Establecido luego en Francia, Benzine se convirtió en un homme de lettres en toda regla. Es politólogo, especialista en estudios del Islam (la editorial cordobesa Alción publicó Leer hoy el Corán en la colección Biblioteca marroquí que dirige Leandro Calle), novelista y dramaturgo. Todo lo contrario a su madre, una mujer de origen campesino que logró criar prácticamente sola a cinco varones y subsistió trabajando en casas de familia.
Esa distancia entre el hijo asimilado, culto, inmerso en los libros, y la madre pobre, amante de las canciones populares, la tele y las revistas basura es una de las vetas de la novela.
“Mi madre aprendió la lengua de Molière a puro cachetazo y humillación. De hecho, sus patronas más groseras agobiaban sin descanso a esta sirvientucha ‘árabe’, por mucho tiempo sin permiso de residencia”, se lee en un pasaje que condensa la situación de no poder ingresar nunca del todo al idioma del país anfitrión.
La mamá de Benzine hablaba mal un francés del cual retenía algunas frases estudiadas de memoria con el fin de poder resolver situaciones sociales como ir a hacer un trámite o pedir una dirección. Se servía de “palabras aproximativas” y su sintaxis era incierta, además de que su acento marcaba a fuego su condición de exiliada que se queda a mitad de camino.
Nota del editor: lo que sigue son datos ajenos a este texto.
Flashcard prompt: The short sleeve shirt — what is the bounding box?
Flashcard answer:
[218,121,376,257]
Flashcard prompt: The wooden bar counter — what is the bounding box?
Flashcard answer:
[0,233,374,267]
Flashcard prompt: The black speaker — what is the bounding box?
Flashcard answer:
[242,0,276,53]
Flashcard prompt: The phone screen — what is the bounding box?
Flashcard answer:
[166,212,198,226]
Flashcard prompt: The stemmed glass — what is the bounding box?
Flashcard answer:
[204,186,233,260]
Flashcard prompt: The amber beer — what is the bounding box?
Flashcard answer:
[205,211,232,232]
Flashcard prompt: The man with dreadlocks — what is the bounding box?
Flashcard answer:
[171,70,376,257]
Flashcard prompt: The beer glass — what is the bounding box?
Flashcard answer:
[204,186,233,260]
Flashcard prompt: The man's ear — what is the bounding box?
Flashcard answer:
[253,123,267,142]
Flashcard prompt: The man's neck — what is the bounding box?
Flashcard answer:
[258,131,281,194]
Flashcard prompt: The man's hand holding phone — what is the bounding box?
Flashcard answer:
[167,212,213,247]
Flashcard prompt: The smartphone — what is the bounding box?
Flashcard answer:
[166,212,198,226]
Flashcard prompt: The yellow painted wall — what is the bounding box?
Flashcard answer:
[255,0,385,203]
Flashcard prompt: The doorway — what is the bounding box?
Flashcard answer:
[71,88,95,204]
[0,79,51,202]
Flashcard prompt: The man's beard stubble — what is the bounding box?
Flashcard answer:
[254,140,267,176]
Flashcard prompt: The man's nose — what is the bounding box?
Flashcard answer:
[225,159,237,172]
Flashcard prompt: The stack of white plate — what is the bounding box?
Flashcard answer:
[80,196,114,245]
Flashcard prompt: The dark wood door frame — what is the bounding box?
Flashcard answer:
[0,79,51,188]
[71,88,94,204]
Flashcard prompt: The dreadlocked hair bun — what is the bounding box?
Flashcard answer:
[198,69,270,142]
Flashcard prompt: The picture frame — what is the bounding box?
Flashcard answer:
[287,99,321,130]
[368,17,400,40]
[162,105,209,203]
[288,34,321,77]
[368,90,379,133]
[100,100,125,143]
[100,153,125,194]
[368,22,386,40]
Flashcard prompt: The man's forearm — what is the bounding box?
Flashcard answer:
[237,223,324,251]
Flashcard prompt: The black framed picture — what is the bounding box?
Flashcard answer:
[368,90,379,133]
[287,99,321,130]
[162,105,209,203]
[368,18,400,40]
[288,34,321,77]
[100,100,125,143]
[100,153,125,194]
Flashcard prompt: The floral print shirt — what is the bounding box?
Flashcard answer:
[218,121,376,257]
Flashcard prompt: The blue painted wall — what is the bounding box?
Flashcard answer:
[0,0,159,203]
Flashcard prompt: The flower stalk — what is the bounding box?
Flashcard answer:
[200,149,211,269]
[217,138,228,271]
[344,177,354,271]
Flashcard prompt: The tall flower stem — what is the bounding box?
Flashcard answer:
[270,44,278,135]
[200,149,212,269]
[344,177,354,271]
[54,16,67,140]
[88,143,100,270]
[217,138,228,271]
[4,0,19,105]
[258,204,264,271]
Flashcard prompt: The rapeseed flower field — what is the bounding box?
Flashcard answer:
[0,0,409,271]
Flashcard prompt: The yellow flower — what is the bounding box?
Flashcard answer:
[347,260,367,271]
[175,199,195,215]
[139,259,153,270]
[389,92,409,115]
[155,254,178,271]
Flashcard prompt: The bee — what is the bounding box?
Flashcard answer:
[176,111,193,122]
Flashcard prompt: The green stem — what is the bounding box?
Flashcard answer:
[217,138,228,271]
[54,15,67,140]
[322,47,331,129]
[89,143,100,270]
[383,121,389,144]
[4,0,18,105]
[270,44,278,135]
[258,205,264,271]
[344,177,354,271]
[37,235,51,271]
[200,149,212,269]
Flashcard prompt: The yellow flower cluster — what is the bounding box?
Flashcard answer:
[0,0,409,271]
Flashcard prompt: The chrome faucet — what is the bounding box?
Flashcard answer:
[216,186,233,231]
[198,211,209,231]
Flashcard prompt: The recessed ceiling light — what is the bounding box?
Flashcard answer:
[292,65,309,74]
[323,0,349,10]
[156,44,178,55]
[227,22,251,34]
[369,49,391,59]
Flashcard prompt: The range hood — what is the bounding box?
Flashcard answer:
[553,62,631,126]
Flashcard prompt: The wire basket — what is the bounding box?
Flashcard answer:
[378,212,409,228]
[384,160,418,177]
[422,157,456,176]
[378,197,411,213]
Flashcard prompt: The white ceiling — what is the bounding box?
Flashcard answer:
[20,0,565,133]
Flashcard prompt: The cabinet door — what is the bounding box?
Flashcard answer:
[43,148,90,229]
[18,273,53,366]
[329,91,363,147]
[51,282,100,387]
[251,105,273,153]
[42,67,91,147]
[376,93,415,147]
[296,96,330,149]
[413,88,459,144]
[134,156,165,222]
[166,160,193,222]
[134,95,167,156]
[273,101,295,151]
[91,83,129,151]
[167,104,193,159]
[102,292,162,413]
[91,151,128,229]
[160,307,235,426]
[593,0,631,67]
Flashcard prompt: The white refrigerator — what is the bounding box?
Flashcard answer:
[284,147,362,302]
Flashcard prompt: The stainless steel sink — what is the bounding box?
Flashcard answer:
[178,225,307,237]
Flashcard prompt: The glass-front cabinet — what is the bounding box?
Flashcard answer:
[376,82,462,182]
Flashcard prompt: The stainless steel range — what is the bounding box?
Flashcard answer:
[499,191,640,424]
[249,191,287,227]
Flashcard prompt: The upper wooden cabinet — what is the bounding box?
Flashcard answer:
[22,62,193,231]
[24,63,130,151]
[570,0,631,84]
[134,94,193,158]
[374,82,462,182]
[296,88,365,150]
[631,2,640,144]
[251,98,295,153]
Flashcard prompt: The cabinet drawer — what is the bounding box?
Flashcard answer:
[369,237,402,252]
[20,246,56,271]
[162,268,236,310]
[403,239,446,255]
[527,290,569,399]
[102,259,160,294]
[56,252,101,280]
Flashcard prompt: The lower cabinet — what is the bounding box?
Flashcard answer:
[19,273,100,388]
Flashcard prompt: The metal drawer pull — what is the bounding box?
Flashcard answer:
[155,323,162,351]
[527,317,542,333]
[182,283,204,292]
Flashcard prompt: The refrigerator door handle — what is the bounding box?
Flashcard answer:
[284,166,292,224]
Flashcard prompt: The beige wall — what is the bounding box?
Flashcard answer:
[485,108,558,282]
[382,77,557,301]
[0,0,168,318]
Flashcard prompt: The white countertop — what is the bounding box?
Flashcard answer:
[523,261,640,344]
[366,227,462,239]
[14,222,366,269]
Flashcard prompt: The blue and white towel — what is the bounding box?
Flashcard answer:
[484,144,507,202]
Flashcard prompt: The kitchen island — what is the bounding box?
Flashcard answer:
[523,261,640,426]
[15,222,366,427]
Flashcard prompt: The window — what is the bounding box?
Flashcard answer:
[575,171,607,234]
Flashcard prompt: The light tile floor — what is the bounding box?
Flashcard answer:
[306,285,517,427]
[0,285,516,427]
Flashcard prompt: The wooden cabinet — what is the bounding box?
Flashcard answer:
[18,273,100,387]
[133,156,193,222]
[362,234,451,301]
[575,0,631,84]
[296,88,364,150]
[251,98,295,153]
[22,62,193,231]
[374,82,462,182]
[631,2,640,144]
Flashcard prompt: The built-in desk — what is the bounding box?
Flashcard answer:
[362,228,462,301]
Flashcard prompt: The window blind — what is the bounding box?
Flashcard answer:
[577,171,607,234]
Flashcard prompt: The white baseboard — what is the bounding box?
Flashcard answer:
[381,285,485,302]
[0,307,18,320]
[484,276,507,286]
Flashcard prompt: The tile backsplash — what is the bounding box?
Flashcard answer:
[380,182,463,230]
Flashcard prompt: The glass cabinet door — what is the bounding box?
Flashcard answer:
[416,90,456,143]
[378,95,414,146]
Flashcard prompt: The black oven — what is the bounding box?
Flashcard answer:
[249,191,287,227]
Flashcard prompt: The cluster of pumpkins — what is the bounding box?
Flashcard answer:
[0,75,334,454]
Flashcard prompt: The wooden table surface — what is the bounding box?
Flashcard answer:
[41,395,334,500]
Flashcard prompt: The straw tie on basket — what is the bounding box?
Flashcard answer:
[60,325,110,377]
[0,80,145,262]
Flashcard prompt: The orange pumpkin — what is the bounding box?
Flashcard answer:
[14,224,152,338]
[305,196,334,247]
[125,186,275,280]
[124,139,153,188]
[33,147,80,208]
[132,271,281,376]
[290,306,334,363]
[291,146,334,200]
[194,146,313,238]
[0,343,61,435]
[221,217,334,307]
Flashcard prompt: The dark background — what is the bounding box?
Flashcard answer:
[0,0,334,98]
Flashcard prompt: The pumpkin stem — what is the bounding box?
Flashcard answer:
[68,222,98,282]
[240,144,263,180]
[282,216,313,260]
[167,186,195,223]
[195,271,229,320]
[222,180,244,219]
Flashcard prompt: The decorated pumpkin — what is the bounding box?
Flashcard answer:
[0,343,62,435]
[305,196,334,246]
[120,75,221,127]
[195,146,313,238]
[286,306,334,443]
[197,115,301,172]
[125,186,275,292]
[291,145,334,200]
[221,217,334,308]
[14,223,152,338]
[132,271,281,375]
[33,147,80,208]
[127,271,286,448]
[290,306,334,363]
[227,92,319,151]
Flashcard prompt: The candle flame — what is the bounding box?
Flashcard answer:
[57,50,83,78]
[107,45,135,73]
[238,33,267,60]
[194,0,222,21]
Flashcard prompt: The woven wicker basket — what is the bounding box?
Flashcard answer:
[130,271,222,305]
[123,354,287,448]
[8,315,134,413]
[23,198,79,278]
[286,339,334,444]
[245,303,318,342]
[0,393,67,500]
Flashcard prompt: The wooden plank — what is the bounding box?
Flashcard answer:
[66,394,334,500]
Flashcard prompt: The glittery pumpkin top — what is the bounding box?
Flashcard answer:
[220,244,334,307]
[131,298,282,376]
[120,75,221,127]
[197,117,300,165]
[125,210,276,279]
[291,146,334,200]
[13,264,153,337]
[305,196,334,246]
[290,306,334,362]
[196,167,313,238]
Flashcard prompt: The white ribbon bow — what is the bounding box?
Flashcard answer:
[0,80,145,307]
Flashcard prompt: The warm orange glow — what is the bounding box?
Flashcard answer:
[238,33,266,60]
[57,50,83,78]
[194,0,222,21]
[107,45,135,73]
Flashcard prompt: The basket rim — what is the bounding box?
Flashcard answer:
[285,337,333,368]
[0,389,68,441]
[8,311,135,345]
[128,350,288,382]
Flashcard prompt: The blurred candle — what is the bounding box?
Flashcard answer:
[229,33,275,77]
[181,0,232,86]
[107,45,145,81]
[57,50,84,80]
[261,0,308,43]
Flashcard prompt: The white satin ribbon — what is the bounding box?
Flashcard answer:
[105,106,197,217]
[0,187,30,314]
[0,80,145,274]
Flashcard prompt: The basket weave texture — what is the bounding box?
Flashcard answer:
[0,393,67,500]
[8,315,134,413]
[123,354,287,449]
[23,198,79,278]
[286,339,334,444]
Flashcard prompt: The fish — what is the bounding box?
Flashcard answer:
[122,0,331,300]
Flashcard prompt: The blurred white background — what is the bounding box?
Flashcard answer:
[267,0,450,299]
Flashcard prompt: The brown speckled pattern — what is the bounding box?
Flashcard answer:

Cuando eran chicos, él y sus hermanos se reían descaradamente de las incursiones de su madre en un francés defectuoso, se reprocha el autor con amargura.
Madre e hijo están unidos por un ritual monotemático que consiste en la relectura de diversos pasajes de un único libro: La piel de zapa, de Honoré de Balzac, un tesoro literario exclusivo cuyos pasajes la protagonista (que apenas se defendía en francés) puede recitar de memoria aunque nunca lo ha leído.
A partir de esas sesiones de acercamiento en lo que parecen las horas finales, durante las cuales el hijo lee y la madre anciana escucha, se restauran recuerdos y se va armando un retrato amoroso pocas veces visto.
Benzine cuenta que ha aprendido a dejar de lado casi todo para cuidar a su mamá. Ha renunciado a tener pareja, a criar hijos, a salir. Come a su lado. Permanece horas junto a su cama y chequea los aparatos que la mantienen con vida. Escribe: “Me contento con respirarla. Con escucharla vivir. Con cruzar su mirada límpida. Con recibir su sonrisa enigmática”.
El narrador se carga de culpas y se remuerde por haber sido un “tránsfuga de clase” y por haber mirado con superioridad la vida poco emocionante de una inmigrante inculta, resignada a agachar la cabeza y a sufrir desprecios en una lengua prestada. Sin embargo, Así hablaba mi madre encuentra en esos rasgos una forma de sabiduría que el libro proyecta con una devoción absoluta (valga la redundancia), casi irreal pero muy palpable.
Hay momentos de una intimidad descarnada en esta exploración de los vínculos, de los laberintos emocionales, de todas las vidas que encierra la palabra “madre”.
- Así hablaba mi madre. Rachid Bezine. Editorial Edhasa. 94 páginas. $ 1050.